Investors today get their annual shot at interrogating Yahoo, and to their long list of questions, I add this one: Can Alibaba and Yahoo ever strike a deal that puts a fair price tag on what may be Yahoo’s most valuable asset, its 40% stake in the Chinese e-commerce giant?I received a copy of the Ma offer, which was made late last year through a vehicle called Neptune Investment Holdings, from one source on the condition of anonymity, and the outlines of the offer were confirmed by a second source. The rejected deal, which appears to have valued Alibaba Group at about $23.5 billion, was the second failed effort at negotiations in less than a year. That might help explain why Ma told me earlier this year that he didn’t trust Yahoo management to ever do a deal.
It is easy to see there is little trust in this relationship. The first meeting in 2009 between Ma and Yahoo CEO Carol Bartz went terribly, as Irecounted here. The two companies recently traded blows in public over the transfer of Alipay, China’s PayPal, out of the group to a company controlled by Ma. Add to all this that Ma surely doesn’t want to pay a premium to people he doesn’t like, for a stake he wishes he hadn’t sold at a price that, with hindsight, looks like a steal. Yahoo paid $1 billion less than six years ago for about 40% of Alibaba Group on a fully diluted basis. In the current climate for Chinese Internet stocks, that stake might be worth more than $10 billion now.
The Neptune offer suggests as much. Put together by Ma and Alibaba Group CFO Joe Tsai, the offer included nearly $2.4 billion in cash and $1.15 billion in financing, all backed by a pledge from Ma and Tsai of 120 million Alibaba Group shares valued at $1.065 billion.
The partners putting up the cash included, according to one source, the Shanghai conglomerate Fosun Group, whose chairman Guo Guangchang is a close friend of Ma’s, other unnamed wealthy allies and Ma’s own private equity group, Yunfeng Capital.
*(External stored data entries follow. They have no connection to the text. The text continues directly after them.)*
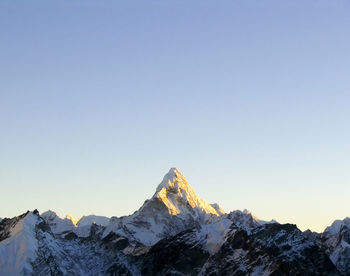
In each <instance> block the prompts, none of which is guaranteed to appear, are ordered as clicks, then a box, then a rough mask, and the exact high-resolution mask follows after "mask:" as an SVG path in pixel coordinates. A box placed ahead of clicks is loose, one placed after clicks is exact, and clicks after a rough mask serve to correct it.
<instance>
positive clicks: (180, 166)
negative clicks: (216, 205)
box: [0, 0, 350, 231]
mask: <svg viewBox="0 0 350 276" xmlns="http://www.w3.org/2000/svg"><path fill="white" fill-rule="evenodd" d="M349 12H350V3H349V2H348V1H323V0H320V1H277V0H276V1H269V0H268V1H258V0H256V1H243V0H242V1H219V2H218V1H206V0H205V1H133V2H132V1H85V0H84V1H50V2H47V1H31V2H25V1H1V3H0V35H1V38H0V41H1V43H0V65H1V66H0V129H1V131H0V188H1V201H0V217H5V216H7V217H11V216H15V215H18V214H20V213H22V212H24V211H26V210H27V209H34V208H38V209H39V211H41V212H43V211H45V210H47V209H52V210H55V211H56V212H57V213H58V214H60V215H65V214H66V213H72V214H73V215H75V216H81V215H83V214H85V215H86V214H91V213H94V214H99V215H107V216H113V215H116V216H120V215H126V214H129V213H132V212H133V211H135V210H136V209H137V208H138V207H139V206H141V204H142V203H143V201H144V200H145V199H146V198H149V197H150V196H152V194H153V193H154V191H155V188H156V186H157V185H158V183H159V182H160V181H161V179H162V177H163V175H164V174H165V173H166V172H167V171H168V170H169V168H170V167H178V168H179V169H180V171H182V172H183V174H184V175H185V176H186V177H187V179H188V180H189V182H190V184H191V185H192V186H193V187H194V189H195V190H196V192H197V193H198V194H199V196H200V197H202V198H203V199H205V200H207V201H208V202H211V203H213V202H217V203H219V204H220V205H221V206H222V207H223V208H224V209H225V210H226V211H232V210H236V209H245V208H247V209H249V210H251V211H252V212H253V213H254V214H256V215H257V216H258V217H261V218H263V219H272V218H274V219H276V220H278V221H280V222H290V223H295V224H297V225H298V226H299V227H301V228H302V229H306V228H311V229H312V230H316V231H321V230H323V228H324V227H325V226H327V225H329V224H330V223H331V222H332V221H333V220H334V219H338V218H344V217H346V216H350V205H349V204H348V202H349V200H348V195H349V192H350V188H349V187H350V185H349V184H350V171H349V165H350V144H349V141H350V130H349V119H350V109H349V103H350V78H349V72H350V52H349V49H350V17H349Z"/></svg>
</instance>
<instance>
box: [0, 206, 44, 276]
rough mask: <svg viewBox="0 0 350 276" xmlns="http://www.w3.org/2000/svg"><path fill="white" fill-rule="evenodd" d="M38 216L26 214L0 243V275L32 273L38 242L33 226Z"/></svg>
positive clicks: (26, 273)
mask: <svg viewBox="0 0 350 276" xmlns="http://www.w3.org/2000/svg"><path fill="white" fill-rule="evenodd" d="M38 221H39V220H38V216H37V215H35V214H33V213H32V212H28V213H27V214H26V215H25V216H24V217H23V218H22V219H20V220H19V221H18V222H17V223H16V224H15V225H14V226H13V227H12V229H11V230H10V233H9V237H8V238H6V239H4V240H2V241H1V242H0V275H8V276H10V275H23V274H29V273H31V272H32V266H31V262H32V261H34V260H35V258H36V251H37V248H38V242H37V240H36V236H35V231H34V229H35V226H36V224H37V223H38Z"/></svg>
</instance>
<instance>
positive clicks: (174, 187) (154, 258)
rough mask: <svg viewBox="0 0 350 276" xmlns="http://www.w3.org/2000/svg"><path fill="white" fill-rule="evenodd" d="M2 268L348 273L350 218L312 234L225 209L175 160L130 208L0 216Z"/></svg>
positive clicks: (170, 270)
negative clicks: (76, 214)
mask: <svg viewBox="0 0 350 276" xmlns="http://www.w3.org/2000/svg"><path fill="white" fill-rule="evenodd" d="M0 275H350V219H349V218H346V219H344V220H342V221H340V220H338V221H335V222H334V223H333V224H332V225H331V226H330V227H328V228H327V229H326V230H325V232H324V233H322V234H317V233H313V232H310V231H306V232H301V231H300V230H299V229H298V228H297V227H296V226H295V225H293V224H279V223H277V222H276V221H270V222H266V221H262V220H259V219H257V218H256V217H254V216H253V215H252V214H251V213H250V212H248V211H246V210H244V211H233V212H231V213H225V212H224V211H223V210H222V209H221V208H220V207H219V206H218V205H217V204H209V203H207V202H205V201H204V200H202V199H200V198H199V197H198V196H197V195H196V193H195V192H194V190H193V188H192V187H191V186H190V185H189V184H188V183H187V181H186V179H185V177H184V176H183V175H182V174H181V173H180V172H179V170H177V169H175V168H173V169H171V170H170V171H169V172H168V173H167V174H166V175H165V176H164V178H163V181H162V182H161V183H160V184H159V185H158V187H157V189H156V192H155V194H154V195H153V197H152V198H150V199H149V200H146V201H145V203H144V204H143V205H142V207H141V208H140V209H139V210H137V211H136V212H135V213H133V214H132V215H130V216H125V217H120V218H117V217H112V218H107V217H102V216H93V215H91V216H84V217H82V218H80V219H79V220H75V219H74V218H73V217H72V216H67V217H66V218H64V219H62V218H60V217H58V216H57V215H56V214H55V213H54V212H53V211H47V212H45V213H42V214H40V213H39V212H38V211H37V210H34V211H32V212H29V211H28V212H26V213H24V214H22V215H20V216H18V217H14V218H11V219H9V218H5V219H3V220H1V219H0Z"/></svg>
Alibaba Group declined comment, and Fosun Group has not responded to a request for comment (disclosure: Fosun publishes the Chinese-language Forbes China under a license agreement).
Did Yahoo solicit this deal, as one source told me, and then walk away? The more pertinent long-term question here is whether Alibaba Group and Yahoo can ever come to an agreement that reduces Yahoo’s stake — and at the same time, puts a real price tag on it. Without a deal, it may be a very long time before Yahoo and its frustrated shareholders realize the full value of this investment. Ma is clearly not inclined to relieve that frustration: He is in no hurry to spin out the group’s crown jewel, the e-commerce giant Taobao, in an initial public offering, at a time when other e-commerce players are rushing to do so.
It is easy to imagine an IPO valuing Taobao, which has close to 80% of the fast-growing Chinese e-commerce market, at more than $20 billion. Since the group owns most of Hong Kong-listed trading platform Alibaba.com (market cap of $8.4 billion), holds a de facto claim on Alipay and a potentially huge data mining business, a bullish investor could value Alibaba Group at $30 billion. That would mean the Neptune offer of $3.5 billion for 15% was $1 billion short of the mark. (Still, it should be noted that Ma’s respectable offer is an indication that Alibaba Group didn’t suddenly lose value after the transfer of Alipay, which took place in 2009 and 2010).
It has literally been years since Yahoo’s investors were bullish about anything, and they certainly haven’t been generous in crediting Yahoo for its Alibaba stake. Investors currently value Yahoo at $21 billion. The combined value of Yahoo’s core business, cash and its stake in Yahoo Japan already comes close to that by some estimates. Then again, it is unclear if Yahoo would be able to find buyers outside of Ma willing to pay close to full price to enter into this dysfunctional relationship. Yahoo’s investors are not buying the huge value of Alibaba Group — and Yahoo, obviously, is not selling.